A non-trivial saving is given by the following theorem.

Theorem 7.2. [12] $k\text {-TM-Time}(t)\subseteq \text {Space}(c_{k}t/\log t)$, for every function $t$.

This result is not specific to MTMs but can be proved for other models such as RAMs.

From Theorem 7.1 and the next exercise we have

\begin{aligned} \text {L}\subseteq \text {P}\subseteq \text {NP}\subseteq \text {PH}\subseteq \text {PSpace}\subseteq \text {Exp}. \end{aligned}

Exercise 7.1. Prove $\text {PH}\subseteq \text {PSpace}$.

Just like for Time, for space one has universal machines and a hierarchy theorem. The latter implies $\text {L}\ne \text {PSpace}$. Hence, analogously to the situation for Time and NTime (section º5.1), we know that at least one of the inclusions above between L and PSpace is strict. Most people seem to think that all are, but nobody can prove that any specific one is.

### 7.1 Branching programs

Branching programs are the non-uniform counterpart of $\text {Space}$, just like circuits are the non-uniform counterpart of $\text {Time}$.

Definition 7.2. A (branching) program is a directed acyclic graph. A node can be labeled with an input variable, in which case it has two outgoing edges labeled $0$ and $1$. Alternatively a node can be labeled with $0$ or $1$, in which case it has no outgoing edges. One special node is the start node.

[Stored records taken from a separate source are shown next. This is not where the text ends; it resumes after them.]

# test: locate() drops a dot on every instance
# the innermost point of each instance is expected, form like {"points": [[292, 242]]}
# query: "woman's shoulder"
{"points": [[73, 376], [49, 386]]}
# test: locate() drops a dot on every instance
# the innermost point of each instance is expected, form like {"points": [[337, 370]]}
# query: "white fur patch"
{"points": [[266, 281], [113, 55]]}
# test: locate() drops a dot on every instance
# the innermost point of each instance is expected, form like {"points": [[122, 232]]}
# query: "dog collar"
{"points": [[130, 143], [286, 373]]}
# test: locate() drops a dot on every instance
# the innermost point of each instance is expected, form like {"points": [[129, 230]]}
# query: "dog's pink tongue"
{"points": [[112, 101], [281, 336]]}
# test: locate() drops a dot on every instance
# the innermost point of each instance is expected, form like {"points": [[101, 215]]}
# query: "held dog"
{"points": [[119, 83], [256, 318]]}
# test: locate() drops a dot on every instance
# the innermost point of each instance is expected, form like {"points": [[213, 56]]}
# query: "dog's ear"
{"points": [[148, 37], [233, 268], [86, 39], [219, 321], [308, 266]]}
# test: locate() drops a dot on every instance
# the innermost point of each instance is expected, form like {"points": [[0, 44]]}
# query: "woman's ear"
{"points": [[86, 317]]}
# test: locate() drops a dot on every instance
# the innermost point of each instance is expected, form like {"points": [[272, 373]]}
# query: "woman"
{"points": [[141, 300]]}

The space of the program with $S$ nodes is $\log S$. A program computes a function $f:\zonzo$ by following the path from the starting node, following edge labels corresponding to the input, and outputting $b\in \{0,1\}$ as soon as it reaches a node labeled $b$.

Theorem 7.3. Suppose a 2TM $M$ computes $f:\zonzo$ in space $s$. Then $f$ has branching programs of space $c_{M}(s+\log n)$. In particular, any $f\in \text {L}$ has branching programs of size $n^{c_{f}}$.

ProofEach node in the program corresponds to a configuration. QED

Definition 7.3. The branching program given by Theorem 7.3 is called the configuration graph of $M$.

The strongest available impossibility result for branching programs is the following.

Theorem 7.4. [16] There are explicit functions (in $\text {P}$) that require branching programs of size $cn^{2}/\log n$ on inputs of length $n$.

### 7.2 The power of L

Computing with severe space bounds, as in L, seems quite difficult. Also, it might be somewhat less familiar than, say, computing within a time bound. It turns out that L is a powerful class capable of amazing computational feats that challenge our intuition of efficient computation. Moreover, these computational feats hinge on deep mathematical techniques of wide applicability. We hinted at this in Chapter 1. We now give further examples. At the same time we develop our intuition of what is computable with little space.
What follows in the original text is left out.